I'm not sure that Victoria has engineers working for her 24/7.


----------



## GrandmaG (Nov 3, 2017)

Samoreen said:


> I'm not sure that Victoria has engineers working for her 24/7.


Now you know that I meant Adobe engineers when I said “your engineers”!!!


----------



## Johan Elzenga (Nov 3, 2017)

GrandmaG said:


> Now you know that I meant Adobe engineers when I said “your engineers”!!!


This is not an Adobe forum, it's an independent forum about Lightroom. If you want to tell Adobe something, use their special feedback forum.


----------



## GrandmaG (Nov 3, 2017)

JohanElzenga said:


> This is not an Adobe forum, it's an independent forum about Lightroom. If you want to tell Adobe something, use their special feedback forum.



Fine, I'll scratch the last two lines.  That doesn't negate the fact that I had hoped to get help on this issue from Victoria or someone else who can relate to this issue.

Thanks for the link though; I'll post the problem there


----------



## GrandmaG (Nov 3, 2017)

Can you advise me how to clear the downloading sync error?  I have tried signing off Adobe and back on.  I have closed and re-opened Lightroom.  I have changed the location in the Lightroom CC tab under preferences.  I'm at a loss as to how to fix this.  I cannot close Lightroom unless I accept pausing the sync to do so.


----------



## Jim Wilde (Nov 4, 2017)

Closing Lightroom with syncing still active is not a problem, nothing is lost and it will attempt to resume syncing when you next restart.

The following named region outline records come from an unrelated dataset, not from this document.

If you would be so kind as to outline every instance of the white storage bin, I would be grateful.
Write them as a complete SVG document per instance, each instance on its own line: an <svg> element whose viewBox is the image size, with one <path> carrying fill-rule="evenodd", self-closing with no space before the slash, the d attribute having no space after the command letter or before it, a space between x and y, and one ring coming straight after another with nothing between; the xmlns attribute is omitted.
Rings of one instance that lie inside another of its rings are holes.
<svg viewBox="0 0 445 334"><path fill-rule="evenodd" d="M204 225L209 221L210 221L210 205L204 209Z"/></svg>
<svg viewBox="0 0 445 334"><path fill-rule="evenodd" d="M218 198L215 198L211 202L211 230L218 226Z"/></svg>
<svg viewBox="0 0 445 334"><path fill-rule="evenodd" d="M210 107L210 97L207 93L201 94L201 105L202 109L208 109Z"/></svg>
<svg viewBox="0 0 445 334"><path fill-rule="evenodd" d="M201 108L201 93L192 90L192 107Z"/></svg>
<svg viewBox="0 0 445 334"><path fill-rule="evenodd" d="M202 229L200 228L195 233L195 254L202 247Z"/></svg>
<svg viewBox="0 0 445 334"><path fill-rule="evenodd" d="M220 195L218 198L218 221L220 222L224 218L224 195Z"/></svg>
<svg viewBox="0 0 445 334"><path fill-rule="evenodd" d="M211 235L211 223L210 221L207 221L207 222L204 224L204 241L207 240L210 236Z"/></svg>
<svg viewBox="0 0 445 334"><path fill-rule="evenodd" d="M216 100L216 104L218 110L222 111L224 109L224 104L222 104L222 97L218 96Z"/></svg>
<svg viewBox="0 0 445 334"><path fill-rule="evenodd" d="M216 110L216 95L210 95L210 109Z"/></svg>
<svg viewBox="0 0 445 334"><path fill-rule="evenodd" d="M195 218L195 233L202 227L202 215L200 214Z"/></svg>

Regarding the sync error, can you clarify if the file in question appears in LRCC (either a mobile app or the new desktop app)? If it does, LR Classic will always try to download it if sync is enabled. Is there anything special about the file, e.g. >200MB?


----------



## GrandmaG (Nov 4, 2017)

Jim Wilde said:


> Closing Lightroom with syncing still active is not a problem, nothing is lost and it will attempt to resume syncing when you next restart.
> 
> Regarding the sync error, can you clarify if the file in question appears in LRCC (either a mobile app or the new desktop app)? If it does, LR Classic will always try to download it if sync is enabled. Is there anything special about the file, e.g. >200MB?



It is a psd file and is 9 mb.  It is not in LRCC on either the iPhone or the iPad.  It will show up there if I manually add it to the synced collection. Even when I delete it from LR Classic, the error does not go away.


----------



## Jim Wilde (Nov 4, 2017)

Have a look at this old thread: Lightroom mobile not syncing | Adobe Community

The "correct answer" relates to deleting the "sync.lrdata" file, which should clear that error and force a resync of Classic with the cloud. That may well work in your case, as it does sound as though Classic is not in step with the synced assets in the cloud.


----------



## GrandmaG (Nov 4, 2017)

Jim Wilde said:


> Have a look at this old thread: Lightroom mobile not syncing | Adobe Community
> 
> The "correct answer" relates to deleting the "sync.lrdata" file, which should clear that error and force a resync of Classic with the cloud. That may well work in your case, as it does sound as though Classic is not in step with the synced assets in the cloud.



This sounded very hopeful.  However, it didn't work.  After I delete this file, throw away the trash, and reopen Classic, the error is STILL there! Checking in LR Preferences, it is still trying to download 1 file.  I even removed the file from Lightroom.  Checking the Cache folder, the sync.lrdata file is back and I can only assume that it is still trying to sync the same file.  This only happens with one file.  I don't get it!


----------



## Jim Wilde (Nov 5, 2017)

I don't get it either. If you open LRWeb in a browser, does that show the file that Classic is trying to download?


----------



## GrandmaG (Nov 6, 2017)

Jim Wilde said:


> I don't get it either. If you open LRWeb in a browser, does that show the file that Classic is trying to download?



The first time I did that, it showed me the picture and the file name. However, now that I have removed the file from Classic, the picture part is blank but the name of the file is still there. Now what?


----------



## Jim Wilde (Nov 6, 2017)

Try to delete it from LRWeb.


----------



## GrandmaG (Nov 6, 2017)

Jim Wilde said:


> Try to delete it from LRWeb.



YES!  That did it!  Also, since I had re-created this photo in PS; I imported it into Classic, gave it 3 stars and it is now in my collection!  Problems #3 and #4 SOLVED!  Thank you so much!


----------